Thursday 17 December 2009

Nightwaves on Bertrand Russell

Radio 3's Nightwaves is this week hosting a series of discussions on the theme of "Sacred Monsters". It is, in essence, an exercise in debunking the various myths and hagiographies that surround various iconic figures. Last night Bertrand Russell got the treatment in a discussion between AC Grayling and Barry Smith, chaired by Ann McElvoy.

I'm wondering if next week there might be an opportunity to debunk the debunkers because last night's discussion was, to put it charitably, lacklustre. It amounted to this: Russell's work on philosophical logic is still of value but his social commentary was in large part misconceived.

This is hardly news.

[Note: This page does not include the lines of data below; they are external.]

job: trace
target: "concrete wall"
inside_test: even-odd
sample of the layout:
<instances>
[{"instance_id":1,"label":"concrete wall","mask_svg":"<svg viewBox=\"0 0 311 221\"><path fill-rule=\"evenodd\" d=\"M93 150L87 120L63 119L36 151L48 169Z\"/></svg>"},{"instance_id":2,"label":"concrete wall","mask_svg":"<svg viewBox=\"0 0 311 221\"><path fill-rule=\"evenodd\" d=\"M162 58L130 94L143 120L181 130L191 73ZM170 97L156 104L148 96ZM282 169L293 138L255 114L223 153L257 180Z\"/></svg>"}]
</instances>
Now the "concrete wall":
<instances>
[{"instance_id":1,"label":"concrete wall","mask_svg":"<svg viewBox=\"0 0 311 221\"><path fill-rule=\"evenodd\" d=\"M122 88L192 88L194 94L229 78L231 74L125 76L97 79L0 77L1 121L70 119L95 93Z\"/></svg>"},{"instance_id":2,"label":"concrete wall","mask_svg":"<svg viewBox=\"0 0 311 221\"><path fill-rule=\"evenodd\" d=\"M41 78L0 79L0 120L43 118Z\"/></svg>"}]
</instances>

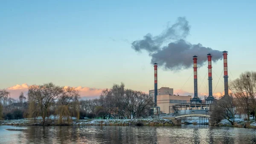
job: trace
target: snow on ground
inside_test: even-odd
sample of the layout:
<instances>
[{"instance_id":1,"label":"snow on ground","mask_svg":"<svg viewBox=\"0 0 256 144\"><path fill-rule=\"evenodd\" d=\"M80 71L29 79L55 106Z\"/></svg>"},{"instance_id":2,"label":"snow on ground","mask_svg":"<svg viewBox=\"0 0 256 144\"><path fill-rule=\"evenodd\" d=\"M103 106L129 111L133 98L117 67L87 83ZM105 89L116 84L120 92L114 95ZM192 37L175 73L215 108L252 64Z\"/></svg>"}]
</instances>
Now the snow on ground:
<instances>
[{"instance_id":1,"label":"snow on ground","mask_svg":"<svg viewBox=\"0 0 256 144\"><path fill-rule=\"evenodd\" d=\"M0 121L0 125L29 125L29 124L38 124L40 125L40 122L42 121L42 118L38 117L38 122L35 123L31 123L33 121L33 119L24 119L18 120L4 120ZM149 125L151 123L153 124L173 124L173 123L170 120L161 119L161 118L142 118L142 119L80 119L76 121L76 118L72 117L73 120L71 124L72 125L135 125L138 123L142 123L144 125ZM58 120L58 117L56 117L56 120ZM54 120L54 117L52 116L49 117L49 119ZM47 120L47 118L46 118ZM56 123L54 121L52 122L52 124L54 125Z\"/></svg>"}]
</instances>

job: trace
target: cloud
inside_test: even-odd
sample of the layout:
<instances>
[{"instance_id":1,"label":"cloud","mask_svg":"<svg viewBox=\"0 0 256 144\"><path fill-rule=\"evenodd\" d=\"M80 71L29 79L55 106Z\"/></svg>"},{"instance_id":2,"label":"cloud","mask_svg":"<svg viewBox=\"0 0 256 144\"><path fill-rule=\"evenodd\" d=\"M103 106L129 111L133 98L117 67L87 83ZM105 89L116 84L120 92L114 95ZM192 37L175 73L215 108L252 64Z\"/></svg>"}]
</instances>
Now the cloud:
<instances>
[{"instance_id":1,"label":"cloud","mask_svg":"<svg viewBox=\"0 0 256 144\"><path fill-rule=\"evenodd\" d=\"M25 96L27 96L29 86L26 84L23 84L21 85L17 84L15 86L8 87L6 89L6 90L10 92L10 97L11 98L17 99L21 92L23 92ZM68 86L65 86L64 87L67 87ZM81 98L83 99L98 98L104 89L95 88L82 87L81 86L74 87L76 89L79 91Z\"/></svg>"}]
</instances>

Wittgenstein once remarked that everything Russell wrote on the former should be required reading and everything he wrote on the latter should be banned. Now, given that Wittgenstein died more than 50 years ago we can safely say that the central thesis of last night was not original in any startling sense. Russell's work on philosophical logic, his attempt to draw certainty from logic via its reduction to mathematical axioms, is indeed of value in that it allowed later philosophers to demonstrate that such a reduction is not possible. Which is not to denigrate Russell since to be both bold and wrong is a species -perhaps the most important species -of philosophical innovation.

Roger Scruton once described Russell as being an aristocrat, though not a gentleman. And it is indeed quite possible to read his writings on morals, marriage etc as being an attempted vindication of his own relentless selfishness -he loved humanity, but not people. I doubt that Grayling would concur, since for him Russell was a kind of architect of a more "tolerant" society. He was no such thing of course since the society he helped author approves of much yet is tolerant of very little.